# Another french guy



## Nathan Einhorn (Nov 17, 2018)

Hi !

My name is Nathan Einhorn, I've not used a forum for ages, but I thought "why not?"

So I'm a composer/orchestrator/arranger from France, I've been doing music for a few years now, and you might have heard some of it through demos I've made for Strezov Sampling.

If you want to hear more, here is my soundcloud, I have a lot of stuff that I need to post on it just sitting on my hard drive, I'll do it in the next few weeks 

Looking forward to discover some new things here!

https://soundcloud.com/meridian-3


----------



## Bear Market (Nov 17, 2018)

Hi Nathan!

I absolutely adore your Aflatus demo "Snowfall". I must have listened to it 50 times!! Welcome to VI-C!


----------



## Nico (Nov 17, 2018)

Bienvenue Nathan!
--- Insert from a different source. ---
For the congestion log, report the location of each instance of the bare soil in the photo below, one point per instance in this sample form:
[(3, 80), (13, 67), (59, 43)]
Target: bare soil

Impatient d'en entendre plus


----------



## ChristianM (Nov 17, 2018)

Salut, bienvenue ici, l'ambiance est globalement très sympa, tu t'y sentiras bien


----------



## Loïc D (Nov 17, 2018)

Bienvenue Nathan.
Eh, la communauté francophone n’est pas si petite.
J’aime beaucoup Snowfall aussi !
A+


----------



## Jaap (Nov 17, 2018)

Well another Bienvenue then!

Awesome music btw Nathan!


----------



## Nathan Einhorn (Nov 17, 2018)

Thanks a lot guys for the warm welcome 

Content de voir quelques autres francophones ici !


----------



## bbyrne (Nov 17, 2018)

Bienvenue Nathan, j'aime votre musique ! 

Je suis allé a Lyon plusieurs fois. Il est agréable.


----------



## Meo96 (Nov 23, 2018)

C'est très sympa ce que tu fais (et c'est marrant de parler en français sur ce forum héhé), bienvenue !


----------